A downturn in the U.S. manufacturing sector in the final month of 2021, notably the hard-hit auto sector, caused overall industrial output to dip in December, the Federal Reserve said Friday.

Industrial production slipped 0.1% , surprising economists expecting a modest increase, as manufacturing fell 0.3% in the month, according to the data.

Amid the ongoing shortage of key computer chips that has hampered auto manufacturing, motor vehicles and parts fell 1.3 percent in December and was about six percent lower than a year earlier, the Fed said.

That decline ended a two-month streak of gains and offered "a sign that the sector's travails are far from over," said Kathy Bostjancic of Oxford Economics.

Despite the downbeat end to the year, industrial output is 3.7% than in December 2020, the report said.

Bostjancic said that "solid demand will keep industrial production growing strongly in 2022." 

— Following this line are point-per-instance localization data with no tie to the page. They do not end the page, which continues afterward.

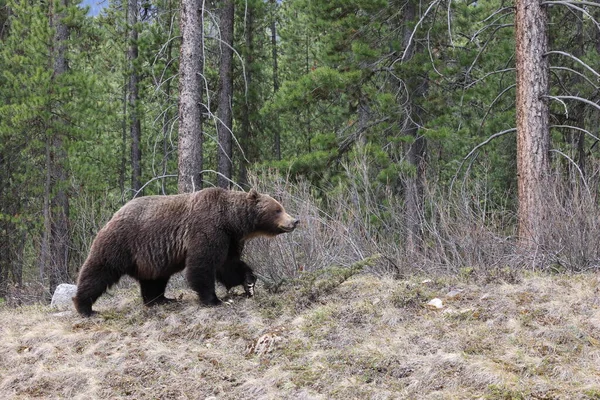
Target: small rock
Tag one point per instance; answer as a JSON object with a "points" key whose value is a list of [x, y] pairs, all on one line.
{"points": [[455, 293], [61, 299], [435, 304]]}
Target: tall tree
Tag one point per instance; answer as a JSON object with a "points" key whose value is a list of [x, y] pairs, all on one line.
{"points": [[414, 183], [59, 202], [246, 132], [191, 86], [274, 53], [135, 127], [533, 138], [225, 114]]}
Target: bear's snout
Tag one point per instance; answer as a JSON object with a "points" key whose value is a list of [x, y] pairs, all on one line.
{"points": [[289, 224]]}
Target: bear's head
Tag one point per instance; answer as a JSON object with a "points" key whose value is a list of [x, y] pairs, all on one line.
{"points": [[271, 216]]}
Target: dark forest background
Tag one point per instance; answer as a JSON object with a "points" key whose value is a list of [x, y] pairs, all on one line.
{"points": [[392, 128]]}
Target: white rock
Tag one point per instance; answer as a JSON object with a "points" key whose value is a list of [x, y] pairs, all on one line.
{"points": [[61, 299], [436, 304]]}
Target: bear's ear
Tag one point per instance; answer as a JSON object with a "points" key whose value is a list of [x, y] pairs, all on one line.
{"points": [[253, 194]]}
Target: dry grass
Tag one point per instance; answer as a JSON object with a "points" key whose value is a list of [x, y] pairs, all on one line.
{"points": [[363, 338]]}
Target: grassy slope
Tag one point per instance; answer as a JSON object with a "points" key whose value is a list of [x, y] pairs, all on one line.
{"points": [[367, 338]]}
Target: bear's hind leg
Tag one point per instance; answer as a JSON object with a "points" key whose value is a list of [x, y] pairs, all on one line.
{"points": [[203, 283], [91, 285], [153, 291]]}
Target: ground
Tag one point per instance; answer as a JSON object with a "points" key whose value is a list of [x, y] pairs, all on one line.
{"points": [[537, 336]]}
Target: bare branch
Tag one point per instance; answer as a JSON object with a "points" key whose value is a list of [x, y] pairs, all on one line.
{"points": [[585, 3], [577, 129], [579, 74], [586, 101], [561, 102], [572, 5], [494, 102], [563, 53], [576, 166], [494, 136], [488, 74], [150, 181], [410, 39]]}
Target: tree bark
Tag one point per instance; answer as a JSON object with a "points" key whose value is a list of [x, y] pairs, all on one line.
{"points": [[277, 136], [415, 154], [533, 138], [191, 85], [135, 127], [59, 202], [246, 132], [225, 120]]}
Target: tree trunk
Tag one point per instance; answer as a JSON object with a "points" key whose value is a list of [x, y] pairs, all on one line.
{"points": [[191, 85], [533, 139], [59, 202], [246, 132], [414, 184], [135, 128], [277, 136], [225, 120]]}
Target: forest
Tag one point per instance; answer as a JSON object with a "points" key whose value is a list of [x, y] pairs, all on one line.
{"points": [[437, 136]]}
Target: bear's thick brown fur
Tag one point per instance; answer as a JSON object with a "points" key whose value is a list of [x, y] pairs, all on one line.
{"points": [[151, 238]]}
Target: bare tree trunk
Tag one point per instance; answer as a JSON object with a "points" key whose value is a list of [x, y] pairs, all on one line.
{"points": [[225, 122], [59, 202], [135, 127], [191, 85], [246, 131], [533, 138], [414, 184], [277, 136]]}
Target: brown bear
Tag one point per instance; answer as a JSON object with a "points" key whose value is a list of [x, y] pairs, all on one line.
{"points": [[151, 238]]}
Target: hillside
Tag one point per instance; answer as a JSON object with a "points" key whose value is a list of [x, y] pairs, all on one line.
{"points": [[366, 338]]}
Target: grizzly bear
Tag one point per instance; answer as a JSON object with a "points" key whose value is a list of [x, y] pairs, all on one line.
{"points": [[151, 238]]}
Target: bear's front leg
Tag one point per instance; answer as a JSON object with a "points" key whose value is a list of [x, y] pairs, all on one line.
{"points": [[201, 274]]}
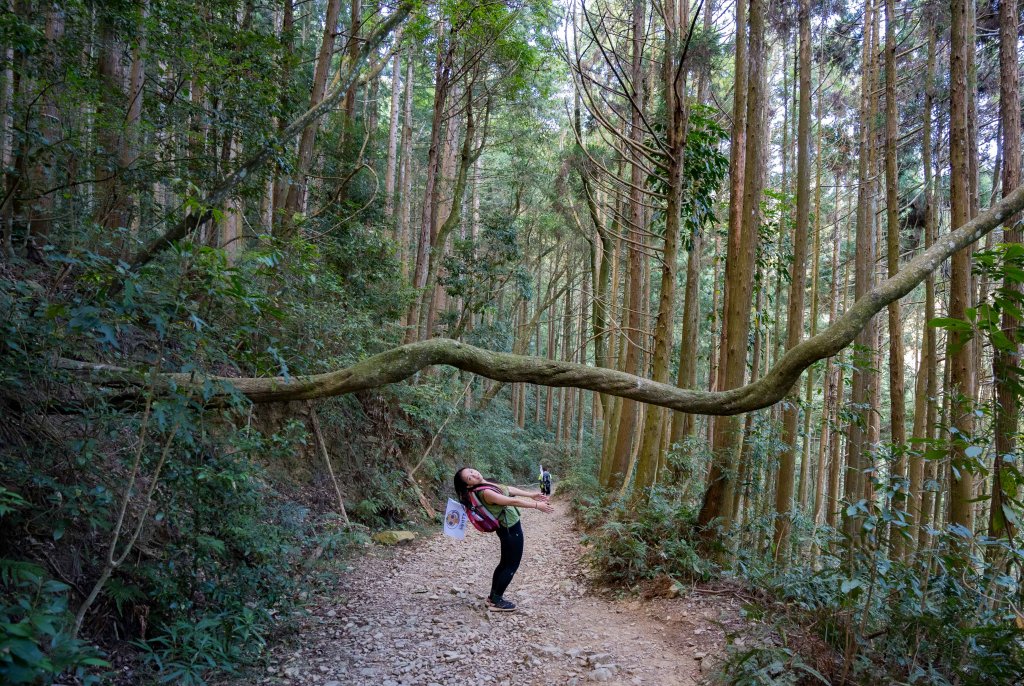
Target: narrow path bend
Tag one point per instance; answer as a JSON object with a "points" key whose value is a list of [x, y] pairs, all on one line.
{"points": [[415, 615]]}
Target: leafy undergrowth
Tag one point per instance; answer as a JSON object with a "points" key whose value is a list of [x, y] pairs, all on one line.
{"points": [[838, 613], [193, 536]]}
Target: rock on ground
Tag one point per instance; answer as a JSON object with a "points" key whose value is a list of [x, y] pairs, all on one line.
{"points": [[415, 615]]}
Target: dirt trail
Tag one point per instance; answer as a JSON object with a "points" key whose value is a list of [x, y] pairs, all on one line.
{"points": [[415, 614]]}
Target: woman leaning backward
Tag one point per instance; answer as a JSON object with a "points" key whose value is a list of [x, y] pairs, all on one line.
{"points": [[504, 506]]}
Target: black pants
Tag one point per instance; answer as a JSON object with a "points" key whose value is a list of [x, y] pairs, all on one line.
{"points": [[511, 539]]}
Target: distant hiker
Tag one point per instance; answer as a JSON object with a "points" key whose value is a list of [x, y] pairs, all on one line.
{"points": [[503, 503]]}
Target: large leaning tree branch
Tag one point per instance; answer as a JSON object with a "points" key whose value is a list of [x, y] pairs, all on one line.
{"points": [[226, 185], [401, 362]]}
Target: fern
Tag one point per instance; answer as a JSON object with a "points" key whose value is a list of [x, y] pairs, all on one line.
{"points": [[19, 571], [123, 594]]}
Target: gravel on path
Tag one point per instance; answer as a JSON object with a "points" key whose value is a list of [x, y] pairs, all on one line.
{"points": [[415, 614]]}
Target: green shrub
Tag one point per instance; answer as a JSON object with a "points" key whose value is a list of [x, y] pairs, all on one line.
{"points": [[35, 630]]}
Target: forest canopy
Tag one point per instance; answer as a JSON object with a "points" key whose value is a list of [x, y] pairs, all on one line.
{"points": [[268, 268]]}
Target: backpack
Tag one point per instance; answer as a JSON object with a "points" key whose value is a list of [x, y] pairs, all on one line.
{"points": [[482, 519]]}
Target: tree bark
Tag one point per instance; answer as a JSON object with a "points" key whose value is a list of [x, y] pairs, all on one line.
{"points": [[227, 184], [392, 137], [634, 322], [798, 286], [960, 351], [735, 316], [1007, 406], [296, 198], [403, 361]]}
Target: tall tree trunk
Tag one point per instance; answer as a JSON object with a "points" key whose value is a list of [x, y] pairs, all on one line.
{"points": [[427, 231], [856, 459], [896, 382], [392, 136], [43, 175], [281, 183], [406, 182], [960, 351], [1007, 408], [798, 286], [676, 115], [634, 319], [296, 199], [739, 266]]}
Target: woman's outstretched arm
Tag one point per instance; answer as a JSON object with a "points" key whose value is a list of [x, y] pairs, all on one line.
{"points": [[495, 498]]}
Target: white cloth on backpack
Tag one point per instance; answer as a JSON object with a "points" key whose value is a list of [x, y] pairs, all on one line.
{"points": [[455, 520]]}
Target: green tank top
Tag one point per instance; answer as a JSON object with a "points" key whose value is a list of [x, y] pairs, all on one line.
{"points": [[507, 515]]}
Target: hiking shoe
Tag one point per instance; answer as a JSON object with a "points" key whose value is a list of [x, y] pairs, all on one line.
{"points": [[500, 605]]}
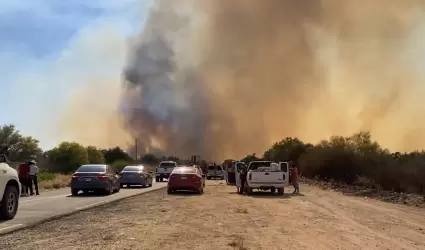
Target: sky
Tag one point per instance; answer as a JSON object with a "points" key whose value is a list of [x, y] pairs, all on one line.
{"points": [[49, 48]]}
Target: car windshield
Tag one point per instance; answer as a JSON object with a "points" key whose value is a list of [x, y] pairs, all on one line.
{"points": [[259, 164], [167, 165], [132, 169], [92, 168], [184, 170]]}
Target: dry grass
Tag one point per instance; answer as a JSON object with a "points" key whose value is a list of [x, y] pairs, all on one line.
{"points": [[58, 181]]}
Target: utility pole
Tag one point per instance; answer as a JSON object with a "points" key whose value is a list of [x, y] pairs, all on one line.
{"points": [[137, 152]]}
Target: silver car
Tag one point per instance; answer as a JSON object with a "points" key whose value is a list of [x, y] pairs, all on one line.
{"points": [[137, 175]]}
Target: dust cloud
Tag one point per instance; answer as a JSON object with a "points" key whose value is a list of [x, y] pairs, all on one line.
{"points": [[222, 78], [225, 78]]}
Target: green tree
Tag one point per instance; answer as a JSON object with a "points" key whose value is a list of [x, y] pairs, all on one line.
{"points": [[67, 157], [16, 146], [114, 154], [95, 155]]}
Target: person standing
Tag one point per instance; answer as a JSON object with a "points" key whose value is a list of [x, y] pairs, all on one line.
{"points": [[33, 171], [23, 171], [294, 179], [243, 179]]}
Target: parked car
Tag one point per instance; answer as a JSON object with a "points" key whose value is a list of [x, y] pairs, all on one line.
{"points": [[137, 175], [186, 179], [99, 178], [10, 191]]}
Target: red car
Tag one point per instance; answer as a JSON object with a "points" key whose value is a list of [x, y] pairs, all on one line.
{"points": [[187, 179]]}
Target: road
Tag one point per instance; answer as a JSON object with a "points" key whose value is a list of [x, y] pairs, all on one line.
{"points": [[54, 203], [221, 219]]}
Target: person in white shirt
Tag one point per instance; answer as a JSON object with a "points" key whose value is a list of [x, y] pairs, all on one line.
{"points": [[33, 177]]}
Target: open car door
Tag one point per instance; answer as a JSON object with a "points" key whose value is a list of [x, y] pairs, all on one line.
{"points": [[238, 170], [284, 167]]}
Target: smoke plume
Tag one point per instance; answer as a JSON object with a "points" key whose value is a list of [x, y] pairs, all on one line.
{"points": [[224, 78]]}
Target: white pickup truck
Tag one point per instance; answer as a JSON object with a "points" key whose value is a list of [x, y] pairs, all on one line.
{"points": [[10, 189], [267, 175], [164, 170]]}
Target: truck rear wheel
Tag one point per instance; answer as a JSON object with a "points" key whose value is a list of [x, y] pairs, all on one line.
{"points": [[9, 203], [280, 191]]}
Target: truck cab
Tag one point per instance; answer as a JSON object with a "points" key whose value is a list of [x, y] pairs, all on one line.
{"points": [[164, 170], [10, 190], [267, 175]]}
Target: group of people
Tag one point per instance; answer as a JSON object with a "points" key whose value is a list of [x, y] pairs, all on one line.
{"points": [[293, 178], [27, 172]]}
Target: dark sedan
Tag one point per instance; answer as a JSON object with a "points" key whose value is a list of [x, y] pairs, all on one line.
{"points": [[187, 179], [137, 175], [95, 177]]}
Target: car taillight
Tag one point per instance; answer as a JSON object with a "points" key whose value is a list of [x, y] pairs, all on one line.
{"points": [[102, 177]]}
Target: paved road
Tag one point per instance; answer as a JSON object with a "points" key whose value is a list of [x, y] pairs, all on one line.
{"points": [[53, 203]]}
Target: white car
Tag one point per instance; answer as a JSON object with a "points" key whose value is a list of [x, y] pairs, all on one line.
{"points": [[267, 175], [10, 191]]}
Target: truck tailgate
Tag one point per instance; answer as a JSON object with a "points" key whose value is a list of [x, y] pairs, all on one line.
{"points": [[267, 177]]}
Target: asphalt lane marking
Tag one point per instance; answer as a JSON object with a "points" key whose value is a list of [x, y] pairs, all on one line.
{"points": [[10, 227], [45, 198], [93, 204]]}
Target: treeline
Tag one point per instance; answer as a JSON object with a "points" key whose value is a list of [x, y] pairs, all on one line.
{"points": [[356, 159]]}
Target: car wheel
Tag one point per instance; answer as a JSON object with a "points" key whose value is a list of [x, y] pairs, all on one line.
{"points": [[74, 191], [9, 203], [109, 190]]}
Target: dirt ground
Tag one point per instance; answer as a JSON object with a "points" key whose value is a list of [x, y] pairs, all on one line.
{"points": [[222, 219]]}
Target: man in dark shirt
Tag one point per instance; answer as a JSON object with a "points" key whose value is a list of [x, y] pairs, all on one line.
{"points": [[23, 172]]}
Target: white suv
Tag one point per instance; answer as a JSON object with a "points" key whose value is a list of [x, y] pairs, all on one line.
{"points": [[10, 190]]}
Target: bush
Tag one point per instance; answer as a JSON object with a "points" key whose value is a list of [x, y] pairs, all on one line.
{"points": [[353, 160]]}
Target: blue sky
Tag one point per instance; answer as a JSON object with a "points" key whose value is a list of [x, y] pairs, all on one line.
{"points": [[45, 47]]}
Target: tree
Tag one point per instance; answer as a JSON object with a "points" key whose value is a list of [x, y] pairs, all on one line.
{"points": [[114, 154], [67, 157], [16, 146], [95, 155]]}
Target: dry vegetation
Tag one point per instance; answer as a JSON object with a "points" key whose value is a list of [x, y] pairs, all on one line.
{"points": [[221, 219], [54, 181]]}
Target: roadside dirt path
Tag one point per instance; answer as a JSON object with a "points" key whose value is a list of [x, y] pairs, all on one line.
{"points": [[221, 219]]}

However, she cautioned that "industrial supply chains will continue to face a difficult operating environment this year; the latest surge in (Covid-19) cases already looks to be exacerbating labor problems."

Rising oil prices helped push the mining sector up two percent compared to November, and output was 11% higher than the final month of 2020.

However, the Fed noted, "the index for mining in December was about 6% below its pre-pandemic level."

Utilities dropped 1.5% in December, which "primarily resulted from a drop in the output of gas utilities, as warmer-than-normal temperatures reduced demand for heating."

Output in the sector is 3.4% below the year-ago level, the report said.